EmPy -- Import Shell Environment Variables

Hi there, I’m hoping to make some Cylc templates using EmPy where I will import shell environment variables from a configuration file and use these throughout my EmPy templates. I’ve noticed a minor issue with the approach that I’ve taken so far and I want to check with the community if:

  1. My approach is the correct / reasonable approach to achieve the above goal, and
  2. if this is the case, if I should submit a bug report about the Cylc EmPy integration.
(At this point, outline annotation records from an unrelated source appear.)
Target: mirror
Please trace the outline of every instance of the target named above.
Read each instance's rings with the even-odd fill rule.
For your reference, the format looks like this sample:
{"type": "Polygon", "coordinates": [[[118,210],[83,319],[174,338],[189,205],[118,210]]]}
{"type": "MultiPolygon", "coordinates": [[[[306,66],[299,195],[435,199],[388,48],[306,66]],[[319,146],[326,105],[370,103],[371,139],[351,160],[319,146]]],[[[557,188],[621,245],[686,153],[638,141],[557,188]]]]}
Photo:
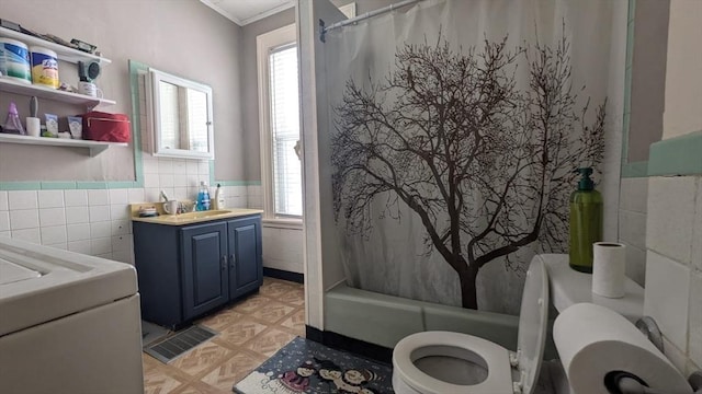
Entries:
{"type": "Polygon", "coordinates": [[[147,86],[154,155],[214,159],[212,88],[155,69],[147,86]]]}

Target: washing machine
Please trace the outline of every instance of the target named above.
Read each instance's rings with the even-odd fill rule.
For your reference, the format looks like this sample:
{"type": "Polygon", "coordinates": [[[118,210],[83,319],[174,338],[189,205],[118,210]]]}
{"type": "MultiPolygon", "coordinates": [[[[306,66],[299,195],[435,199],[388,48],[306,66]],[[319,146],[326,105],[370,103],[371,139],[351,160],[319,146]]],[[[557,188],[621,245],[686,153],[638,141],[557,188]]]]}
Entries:
{"type": "Polygon", "coordinates": [[[133,266],[0,237],[0,393],[144,393],[133,266]]]}

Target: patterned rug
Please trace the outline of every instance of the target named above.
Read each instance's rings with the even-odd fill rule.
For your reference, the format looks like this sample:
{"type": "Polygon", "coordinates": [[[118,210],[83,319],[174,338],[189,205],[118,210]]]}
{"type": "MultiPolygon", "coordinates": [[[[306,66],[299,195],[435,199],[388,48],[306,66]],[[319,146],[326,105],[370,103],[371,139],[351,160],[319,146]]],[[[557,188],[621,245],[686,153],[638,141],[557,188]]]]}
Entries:
{"type": "Polygon", "coordinates": [[[239,394],[392,394],[393,368],[295,338],[234,386],[239,394]]]}

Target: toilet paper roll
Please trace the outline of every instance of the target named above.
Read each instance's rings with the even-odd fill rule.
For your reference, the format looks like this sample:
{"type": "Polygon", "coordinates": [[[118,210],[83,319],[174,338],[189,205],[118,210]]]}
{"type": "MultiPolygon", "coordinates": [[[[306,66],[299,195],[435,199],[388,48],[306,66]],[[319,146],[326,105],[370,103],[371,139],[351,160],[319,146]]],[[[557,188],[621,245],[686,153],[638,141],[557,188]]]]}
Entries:
{"type": "Polygon", "coordinates": [[[592,292],[607,298],[622,298],[626,293],[626,248],[614,242],[592,244],[592,292]]]}
{"type": "Polygon", "coordinates": [[[612,372],[631,373],[661,393],[692,387],[631,322],[604,306],[579,303],[564,310],[553,339],[574,394],[608,394],[612,372]]]}
{"type": "Polygon", "coordinates": [[[39,137],[42,134],[42,124],[39,118],[27,116],[26,118],[26,134],[32,137],[39,137]]]}

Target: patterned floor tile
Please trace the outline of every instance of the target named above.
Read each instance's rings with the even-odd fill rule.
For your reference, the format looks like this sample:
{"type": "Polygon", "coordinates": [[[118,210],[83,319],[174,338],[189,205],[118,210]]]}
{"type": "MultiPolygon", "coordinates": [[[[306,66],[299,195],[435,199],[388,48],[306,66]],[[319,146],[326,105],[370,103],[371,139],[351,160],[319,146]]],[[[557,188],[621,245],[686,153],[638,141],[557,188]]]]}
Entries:
{"type": "Polygon", "coordinates": [[[228,354],[228,349],[213,341],[206,341],[177,358],[170,366],[194,376],[222,362],[228,354]]]}
{"type": "Polygon", "coordinates": [[[227,326],[239,321],[244,315],[233,309],[226,309],[216,315],[208,316],[200,322],[200,324],[214,331],[223,331],[227,326]]]}
{"type": "Polygon", "coordinates": [[[282,281],[271,281],[259,290],[261,294],[270,298],[279,298],[286,292],[293,290],[294,287],[282,281]]]}
{"type": "Polygon", "coordinates": [[[293,314],[287,316],[283,322],[280,323],[283,327],[287,327],[291,329],[305,331],[305,309],[302,308],[295,311],[293,314]]]}
{"type": "Polygon", "coordinates": [[[279,296],[278,300],[296,306],[303,306],[305,305],[305,290],[303,288],[293,289],[279,296]]]}
{"type": "Polygon", "coordinates": [[[167,394],[178,389],[182,382],[156,367],[144,372],[145,394],[167,394]]]}
{"type": "Polygon", "coordinates": [[[145,354],[145,393],[231,393],[234,383],[291,341],[294,334],[304,336],[305,310],[298,308],[304,304],[302,285],[263,278],[259,294],[199,322],[219,332],[214,340],[200,345],[168,366],[145,354]],[[273,326],[274,323],[278,325],[273,326]],[[203,374],[201,380],[192,380],[203,374]]]}
{"type": "Polygon", "coordinates": [[[239,352],[218,368],[206,374],[201,381],[222,390],[231,390],[234,383],[244,379],[262,362],[251,355],[239,352]]]}
{"type": "Polygon", "coordinates": [[[293,306],[285,305],[278,301],[271,301],[265,304],[264,308],[260,308],[258,311],[251,313],[251,316],[274,324],[294,310],[295,308],[293,306]]]}
{"type": "Polygon", "coordinates": [[[254,312],[259,308],[268,304],[271,301],[273,300],[271,300],[268,297],[256,294],[247,298],[244,301],[238,302],[236,305],[234,305],[234,310],[236,312],[249,314],[251,312],[254,312]]]}
{"type": "Polygon", "coordinates": [[[241,345],[263,332],[265,328],[268,328],[267,325],[244,317],[219,332],[217,340],[224,340],[231,345],[241,345]]]}
{"type": "Polygon", "coordinates": [[[293,334],[282,332],[276,328],[271,328],[265,333],[257,335],[246,344],[246,348],[253,350],[260,355],[267,357],[273,356],[280,348],[285,346],[288,341],[293,340],[295,336],[293,334]]]}

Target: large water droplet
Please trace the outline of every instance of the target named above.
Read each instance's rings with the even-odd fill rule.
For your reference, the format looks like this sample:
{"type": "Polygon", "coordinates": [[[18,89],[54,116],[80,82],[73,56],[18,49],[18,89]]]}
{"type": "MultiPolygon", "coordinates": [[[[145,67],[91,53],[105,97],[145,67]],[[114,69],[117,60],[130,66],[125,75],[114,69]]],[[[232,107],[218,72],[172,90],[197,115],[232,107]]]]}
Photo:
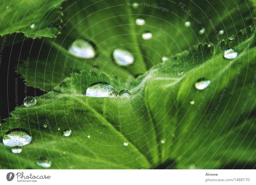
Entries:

My Cylc environment is installed with Micromamba from the following yaml definition file

name: cylc-8.3
channels:
  - conda-forge
dependencies:
  - python =3.9.19
  - cylc-flow =8.3
  - cylc-uiserver
  - cylc-rose
  - metomi-rose

As a basic example I’ve constructed, let’s say that I have a shell configuration file configure_cylc.sh written as

# Root directory of Cylc installation                                                                                 
export CYLC_ROOT="${HOME}/cylc"                                                                                       
export PATH="${CYLC_ROOT}:${PATH}"
  
# Location of Micromamba cylc environment                                                                             
export CYLC_HOME_ROOT_ALT="${CYLC_ROOT}/Micromamba/envs"                                                              

# Cylc environment name
export CYLC_ENV_NAME="cylc-8.3"

# Set Cylc global.cylc configuration path to template
export CYLC_CONF_PATH="${CYLC_ROOT}"

that I source in order to set up my Cylc environment and to, e.g., provide some additional environment variables to my global.cylc file and workflow templates.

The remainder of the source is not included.